In general, for every method, the program provides two categories of application include three different functions each: add_for_matrix, remove_for_matrix and verify_for_matrix; add_for_list, remove_for_list and verify_for_list. add function is used for adding error-correction during encoding; remove function is used for removing error-correction code in data during decoding; verify function is used for verification of errors in current data using specified error-correction code, it will automatically correct the errors found and give reminders to users if the correction operation fails.
When users choose hamming code for error correction, it will generate output data carrying hamming error-correction code according to users’ input information automatically. An example would be:
code = hm.Hm()
v_matrix = code.add_for_matrix(o_matrix)
c_matrix = code.verify_for_matrix(v_matrix)

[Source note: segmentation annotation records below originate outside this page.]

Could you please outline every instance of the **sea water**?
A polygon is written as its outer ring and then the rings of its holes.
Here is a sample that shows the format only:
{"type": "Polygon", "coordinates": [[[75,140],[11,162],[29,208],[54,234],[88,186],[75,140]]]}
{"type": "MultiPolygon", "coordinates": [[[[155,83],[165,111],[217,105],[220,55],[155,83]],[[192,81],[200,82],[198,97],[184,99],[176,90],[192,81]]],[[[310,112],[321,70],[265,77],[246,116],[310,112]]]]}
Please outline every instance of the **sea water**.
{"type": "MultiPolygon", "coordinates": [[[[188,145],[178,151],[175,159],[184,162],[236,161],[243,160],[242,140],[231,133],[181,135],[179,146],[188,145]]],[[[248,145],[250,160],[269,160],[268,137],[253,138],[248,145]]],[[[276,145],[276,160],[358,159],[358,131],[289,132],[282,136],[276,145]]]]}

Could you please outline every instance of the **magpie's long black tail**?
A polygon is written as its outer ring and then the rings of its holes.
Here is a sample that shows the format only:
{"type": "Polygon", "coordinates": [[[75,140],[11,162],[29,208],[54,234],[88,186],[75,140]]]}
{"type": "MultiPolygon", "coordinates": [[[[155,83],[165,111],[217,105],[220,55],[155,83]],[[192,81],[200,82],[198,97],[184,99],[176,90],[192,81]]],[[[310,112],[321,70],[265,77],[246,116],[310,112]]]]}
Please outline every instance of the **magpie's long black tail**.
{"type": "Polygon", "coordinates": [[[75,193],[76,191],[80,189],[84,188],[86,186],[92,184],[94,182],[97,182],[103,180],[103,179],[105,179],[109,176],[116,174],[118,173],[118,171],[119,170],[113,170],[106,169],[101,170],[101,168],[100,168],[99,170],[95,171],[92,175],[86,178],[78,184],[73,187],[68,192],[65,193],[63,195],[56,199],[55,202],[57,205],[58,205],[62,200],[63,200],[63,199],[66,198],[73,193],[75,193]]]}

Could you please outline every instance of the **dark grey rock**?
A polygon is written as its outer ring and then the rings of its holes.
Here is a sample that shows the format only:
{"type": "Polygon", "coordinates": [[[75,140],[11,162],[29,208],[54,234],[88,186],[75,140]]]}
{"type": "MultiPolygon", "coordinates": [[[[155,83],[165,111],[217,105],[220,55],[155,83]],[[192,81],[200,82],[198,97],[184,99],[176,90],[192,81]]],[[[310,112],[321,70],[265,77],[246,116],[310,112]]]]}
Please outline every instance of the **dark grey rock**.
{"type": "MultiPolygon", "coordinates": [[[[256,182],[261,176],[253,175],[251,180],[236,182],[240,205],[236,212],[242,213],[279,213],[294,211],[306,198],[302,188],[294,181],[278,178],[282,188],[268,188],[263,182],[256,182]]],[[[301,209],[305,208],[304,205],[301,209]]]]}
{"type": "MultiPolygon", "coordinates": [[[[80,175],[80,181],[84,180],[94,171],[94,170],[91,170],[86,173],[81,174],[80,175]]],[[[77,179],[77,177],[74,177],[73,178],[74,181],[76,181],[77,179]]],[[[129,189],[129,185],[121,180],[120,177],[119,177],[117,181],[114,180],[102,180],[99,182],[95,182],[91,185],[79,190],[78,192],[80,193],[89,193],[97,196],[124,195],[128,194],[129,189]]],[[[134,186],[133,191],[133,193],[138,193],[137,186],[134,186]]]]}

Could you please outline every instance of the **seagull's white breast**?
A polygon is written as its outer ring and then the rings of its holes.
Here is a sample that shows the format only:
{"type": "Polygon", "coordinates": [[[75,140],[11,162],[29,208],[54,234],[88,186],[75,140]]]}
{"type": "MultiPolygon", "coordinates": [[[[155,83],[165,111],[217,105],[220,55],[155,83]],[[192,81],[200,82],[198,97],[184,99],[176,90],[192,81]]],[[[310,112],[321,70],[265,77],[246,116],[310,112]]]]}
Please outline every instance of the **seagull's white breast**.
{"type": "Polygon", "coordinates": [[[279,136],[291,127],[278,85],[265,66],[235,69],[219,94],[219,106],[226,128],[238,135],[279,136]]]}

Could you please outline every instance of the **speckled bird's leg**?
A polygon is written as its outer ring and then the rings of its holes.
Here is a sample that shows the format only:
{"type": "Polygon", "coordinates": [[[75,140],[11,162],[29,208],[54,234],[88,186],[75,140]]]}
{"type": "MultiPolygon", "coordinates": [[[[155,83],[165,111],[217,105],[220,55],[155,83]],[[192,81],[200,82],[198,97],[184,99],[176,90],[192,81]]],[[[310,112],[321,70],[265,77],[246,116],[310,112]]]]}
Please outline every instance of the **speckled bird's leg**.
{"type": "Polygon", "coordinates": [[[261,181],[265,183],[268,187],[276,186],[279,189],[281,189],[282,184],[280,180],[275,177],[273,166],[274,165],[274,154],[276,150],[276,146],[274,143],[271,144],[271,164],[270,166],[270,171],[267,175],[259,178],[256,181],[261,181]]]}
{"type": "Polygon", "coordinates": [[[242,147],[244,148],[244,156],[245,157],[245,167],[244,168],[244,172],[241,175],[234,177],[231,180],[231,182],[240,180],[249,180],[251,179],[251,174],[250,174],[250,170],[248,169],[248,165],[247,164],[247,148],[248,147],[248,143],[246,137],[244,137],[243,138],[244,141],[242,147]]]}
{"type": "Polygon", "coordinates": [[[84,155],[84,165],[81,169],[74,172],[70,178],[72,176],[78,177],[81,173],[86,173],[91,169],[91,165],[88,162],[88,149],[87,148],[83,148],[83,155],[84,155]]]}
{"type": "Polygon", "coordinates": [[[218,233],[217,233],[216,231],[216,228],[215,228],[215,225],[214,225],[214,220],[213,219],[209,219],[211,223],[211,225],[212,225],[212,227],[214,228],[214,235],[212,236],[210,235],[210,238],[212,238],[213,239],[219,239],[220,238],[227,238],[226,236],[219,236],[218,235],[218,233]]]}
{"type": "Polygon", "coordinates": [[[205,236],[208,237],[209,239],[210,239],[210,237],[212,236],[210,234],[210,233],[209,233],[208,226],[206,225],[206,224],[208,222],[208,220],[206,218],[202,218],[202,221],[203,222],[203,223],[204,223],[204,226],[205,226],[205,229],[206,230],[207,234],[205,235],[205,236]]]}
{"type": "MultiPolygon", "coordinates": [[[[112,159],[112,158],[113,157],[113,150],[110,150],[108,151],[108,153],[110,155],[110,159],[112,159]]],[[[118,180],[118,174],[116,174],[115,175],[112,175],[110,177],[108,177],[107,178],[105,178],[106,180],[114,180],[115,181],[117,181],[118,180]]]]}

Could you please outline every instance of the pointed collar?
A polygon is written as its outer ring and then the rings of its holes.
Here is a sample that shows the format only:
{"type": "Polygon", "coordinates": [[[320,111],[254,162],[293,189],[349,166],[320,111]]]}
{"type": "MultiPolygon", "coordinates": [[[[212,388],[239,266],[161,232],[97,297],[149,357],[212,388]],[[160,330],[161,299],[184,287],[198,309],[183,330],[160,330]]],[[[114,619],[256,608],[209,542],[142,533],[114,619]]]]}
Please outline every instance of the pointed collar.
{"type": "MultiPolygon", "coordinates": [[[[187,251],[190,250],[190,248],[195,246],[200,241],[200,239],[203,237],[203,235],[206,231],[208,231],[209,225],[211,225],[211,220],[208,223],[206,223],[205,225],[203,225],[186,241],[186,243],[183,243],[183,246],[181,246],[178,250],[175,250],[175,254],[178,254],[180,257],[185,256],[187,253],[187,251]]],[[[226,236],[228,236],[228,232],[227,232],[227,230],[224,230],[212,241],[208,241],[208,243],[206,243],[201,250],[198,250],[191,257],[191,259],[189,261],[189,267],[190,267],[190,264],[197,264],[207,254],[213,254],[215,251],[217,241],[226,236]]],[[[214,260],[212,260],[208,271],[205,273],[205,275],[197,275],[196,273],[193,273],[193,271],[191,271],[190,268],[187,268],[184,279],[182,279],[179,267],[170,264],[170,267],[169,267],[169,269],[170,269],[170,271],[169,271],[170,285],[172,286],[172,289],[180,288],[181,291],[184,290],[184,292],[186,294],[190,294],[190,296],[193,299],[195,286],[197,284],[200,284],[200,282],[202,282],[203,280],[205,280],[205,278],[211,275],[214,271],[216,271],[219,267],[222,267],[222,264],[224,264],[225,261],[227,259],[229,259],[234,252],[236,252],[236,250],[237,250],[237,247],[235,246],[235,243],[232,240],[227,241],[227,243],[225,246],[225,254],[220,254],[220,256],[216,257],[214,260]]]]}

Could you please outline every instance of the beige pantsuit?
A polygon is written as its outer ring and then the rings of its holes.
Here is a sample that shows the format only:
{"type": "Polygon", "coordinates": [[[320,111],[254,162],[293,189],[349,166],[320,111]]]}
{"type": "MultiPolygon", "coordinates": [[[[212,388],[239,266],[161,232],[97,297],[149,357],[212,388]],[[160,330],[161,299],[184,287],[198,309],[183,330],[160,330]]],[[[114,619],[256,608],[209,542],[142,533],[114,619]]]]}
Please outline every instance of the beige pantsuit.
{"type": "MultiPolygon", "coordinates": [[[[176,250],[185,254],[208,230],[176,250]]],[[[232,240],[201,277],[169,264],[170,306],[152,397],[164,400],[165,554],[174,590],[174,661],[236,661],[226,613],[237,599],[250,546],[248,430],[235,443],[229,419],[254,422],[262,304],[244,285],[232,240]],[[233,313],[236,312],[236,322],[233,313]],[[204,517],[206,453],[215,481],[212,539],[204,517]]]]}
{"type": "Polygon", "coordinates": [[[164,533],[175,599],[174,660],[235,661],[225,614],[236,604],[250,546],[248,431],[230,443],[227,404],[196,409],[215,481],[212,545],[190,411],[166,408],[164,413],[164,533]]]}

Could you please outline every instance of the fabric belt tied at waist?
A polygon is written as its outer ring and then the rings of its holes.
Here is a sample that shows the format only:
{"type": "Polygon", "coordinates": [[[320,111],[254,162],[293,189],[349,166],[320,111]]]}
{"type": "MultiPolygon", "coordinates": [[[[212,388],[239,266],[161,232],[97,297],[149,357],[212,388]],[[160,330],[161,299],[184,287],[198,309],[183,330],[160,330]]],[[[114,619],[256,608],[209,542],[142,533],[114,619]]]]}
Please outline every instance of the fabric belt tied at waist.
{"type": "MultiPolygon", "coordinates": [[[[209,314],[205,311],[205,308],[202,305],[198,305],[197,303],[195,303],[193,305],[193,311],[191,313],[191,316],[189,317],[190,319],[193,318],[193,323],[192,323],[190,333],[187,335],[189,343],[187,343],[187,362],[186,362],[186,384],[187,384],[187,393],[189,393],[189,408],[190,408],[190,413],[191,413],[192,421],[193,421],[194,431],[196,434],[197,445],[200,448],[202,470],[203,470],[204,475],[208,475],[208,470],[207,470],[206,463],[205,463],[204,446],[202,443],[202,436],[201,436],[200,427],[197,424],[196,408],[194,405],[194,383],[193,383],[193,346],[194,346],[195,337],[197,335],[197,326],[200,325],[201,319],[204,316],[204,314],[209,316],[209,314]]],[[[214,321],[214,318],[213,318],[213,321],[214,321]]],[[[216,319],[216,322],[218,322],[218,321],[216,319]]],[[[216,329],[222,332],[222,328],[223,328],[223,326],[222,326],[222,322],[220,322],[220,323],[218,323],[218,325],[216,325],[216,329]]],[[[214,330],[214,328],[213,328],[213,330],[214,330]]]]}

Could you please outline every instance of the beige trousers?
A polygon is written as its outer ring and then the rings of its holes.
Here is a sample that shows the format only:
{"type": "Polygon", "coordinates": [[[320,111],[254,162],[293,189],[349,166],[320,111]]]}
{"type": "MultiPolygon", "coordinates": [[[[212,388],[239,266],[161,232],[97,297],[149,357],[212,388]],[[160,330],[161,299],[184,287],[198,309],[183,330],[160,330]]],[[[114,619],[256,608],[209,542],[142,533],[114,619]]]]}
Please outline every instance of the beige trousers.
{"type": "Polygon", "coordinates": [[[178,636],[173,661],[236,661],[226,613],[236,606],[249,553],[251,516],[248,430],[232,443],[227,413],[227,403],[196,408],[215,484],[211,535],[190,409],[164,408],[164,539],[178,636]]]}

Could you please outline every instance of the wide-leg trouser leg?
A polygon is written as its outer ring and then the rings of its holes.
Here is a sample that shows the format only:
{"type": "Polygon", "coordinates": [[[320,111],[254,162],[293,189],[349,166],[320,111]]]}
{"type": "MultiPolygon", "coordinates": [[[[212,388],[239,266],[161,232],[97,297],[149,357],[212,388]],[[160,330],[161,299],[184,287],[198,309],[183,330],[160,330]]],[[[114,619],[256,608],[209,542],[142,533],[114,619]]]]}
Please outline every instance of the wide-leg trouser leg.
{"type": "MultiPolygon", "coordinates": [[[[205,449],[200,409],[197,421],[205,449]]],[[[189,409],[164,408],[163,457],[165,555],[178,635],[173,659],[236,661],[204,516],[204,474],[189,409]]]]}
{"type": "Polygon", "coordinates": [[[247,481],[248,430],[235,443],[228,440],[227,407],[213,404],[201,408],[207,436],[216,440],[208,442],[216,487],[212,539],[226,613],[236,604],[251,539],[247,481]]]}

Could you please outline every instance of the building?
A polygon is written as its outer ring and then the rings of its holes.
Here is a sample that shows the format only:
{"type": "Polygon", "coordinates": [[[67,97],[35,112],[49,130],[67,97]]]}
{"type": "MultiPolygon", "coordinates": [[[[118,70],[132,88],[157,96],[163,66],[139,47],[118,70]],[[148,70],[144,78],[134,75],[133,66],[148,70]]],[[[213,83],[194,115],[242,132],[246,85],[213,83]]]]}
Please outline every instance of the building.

For Reed-Solomon Code, the library provides a hyper-parameter to indicate the length of error-correction code, the default value is 3. In real application, user can gain more powerful ability of error-correction (i.e. to correct more errors in one segments) by increasing check_size, the value of check_size equals to the number of errors the function can correct. An example of using Reed-Solomon Code would be:
code = rs.RS(check_size=10)
v_matrix = code.add_for_matrix(o_matrix)
c_matrix = code.verify_for_matrix(v_matrix)
If you set Reed-Solomon Code in your encoding process with out saving model, you need to remember additional length mentioned in the prompt. This value (v) needs to be inputted in RS(additional_size=v) in the decoding process.